Cobra Kai has thrown a lot at these two 80s teen movie veterans since the series debuted on YouTube in 2018 (it was later acquired by Netflix when YouTube moved away from scripted drama). Last season, Danny and Johnny tangled with the oily Terry Silver, the ponytailed villain from Karate Kid III who returned to take over the Cobra Kai karate dojo from which the programme takes its name.

While Silver has been defeated, John Kreese (Martin Kove), Johnny’s mean-spirited instructor in The Karate Kid, has escaped prison (having faked a life-threatening illness). He is quietly plotting to revive Cobra Kai – defunct since Terry was found to have bribed karate contest judges in series five – and unseat Danny and Johnny as the big cheese in karate in Los Angeles’s San Fernando Valley. They’re merrily ignorant about his return, however. For now, their focus is on preparing their students – including Kreese’s protege, Tory (Peyton List) – for an upcoming international tournament in Barcelona.

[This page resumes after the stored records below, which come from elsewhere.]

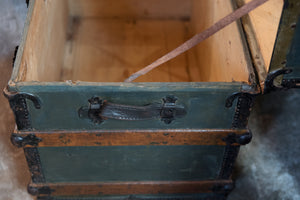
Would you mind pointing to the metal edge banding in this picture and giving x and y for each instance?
(131, 188)
(132, 138)
(34, 164)
(242, 112)
(132, 197)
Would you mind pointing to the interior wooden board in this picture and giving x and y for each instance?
(43, 54)
(106, 41)
(265, 20)
(113, 49)
(153, 9)
(223, 55)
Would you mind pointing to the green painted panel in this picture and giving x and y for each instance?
(148, 197)
(287, 46)
(131, 163)
(205, 104)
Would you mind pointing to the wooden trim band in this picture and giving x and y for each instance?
(126, 138)
(131, 188)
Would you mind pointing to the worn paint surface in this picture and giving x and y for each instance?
(146, 197)
(204, 103)
(131, 163)
(287, 47)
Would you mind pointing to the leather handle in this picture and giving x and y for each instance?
(100, 110)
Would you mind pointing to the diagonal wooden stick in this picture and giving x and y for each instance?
(240, 12)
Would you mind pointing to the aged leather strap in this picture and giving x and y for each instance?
(99, 110)
(240, 12)
(132, 113)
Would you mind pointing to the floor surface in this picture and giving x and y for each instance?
(267, 168)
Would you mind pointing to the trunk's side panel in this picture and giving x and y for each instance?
(131, 163)
(204, 103)
(293, 57)
(287, 46)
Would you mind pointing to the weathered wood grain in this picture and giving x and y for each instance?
(124, 188)
(132, 138)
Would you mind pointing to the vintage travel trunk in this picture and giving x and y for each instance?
(174, 133)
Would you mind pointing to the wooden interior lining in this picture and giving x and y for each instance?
(124, 9)
(222, 56)
(265, 20)
(109, 40)
(119, 45)
(43, 53)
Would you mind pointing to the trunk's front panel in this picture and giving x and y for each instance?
(131, 163)
(204, 104)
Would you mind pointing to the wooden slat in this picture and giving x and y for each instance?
(132, 138)
(127, 188)
(149, 9)
(265, 20)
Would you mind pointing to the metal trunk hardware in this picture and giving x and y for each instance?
(99, 110)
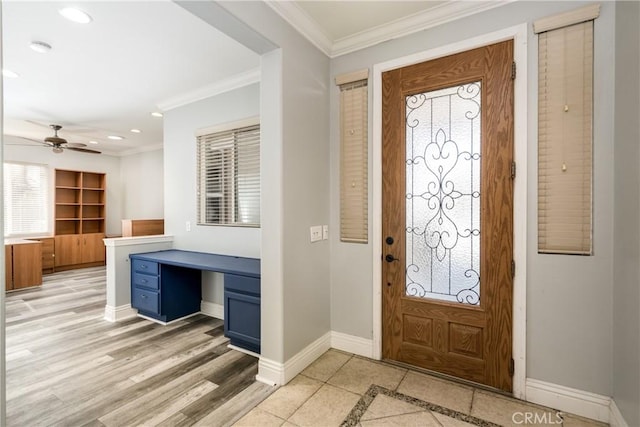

Helping them is Chozen (Yuji Okumoto), the baddie from Karate Kid II who, just like Johnny, has set aside his differences with Daniel and become an ally. The three share an easy chemistry, and Cobra Kai is at its most watchable when they’re mucking around together. But all the fun evaporates when the series focuses on the angsty teenagers under the crew’s leadership. The kids are a whiny, interchangeable bunch and far less vividly drawn than the shy Daniel in The Karate Kid.

Cobra Kai expands the Karate Kid universe when Danny and his wife Amanda (Courtney Henggeler) stumble upon an old stash of documents belonging to Mr Miyagi. The discovery sheds light on the rebellious youth he lived before becoming Danny’s solemn instructor. Long curious Karate Kid fans of a certain vintage will no doubt be beside themselves to learn more about the origin story of the mysterious Miyagi.

Nobody will mistake Cobra Kai for top-quality TV. The acting is cheap and cheery (there’s a reason neither Macchio nor Zabka went on to become stars after the original movie), and the dialogue has a daytime soap opera quality. But its heart is in the right place.

As it prepares to take its final bows, Cobra Kai shows how to do nostalgia the right way – by engaging viewers with an interesting new story rather than cashing in on their loyalty and nostalgia for times gone by. At a time when Hollywood is working overtime to exploit our collective obsession with the 1980s, that lack of cynicism is the series’ most endearing attribute.

‘Cobra Kai’ is streaming on Netflix. Part two of the final series will stream from 28 November and part three is expected in 2025.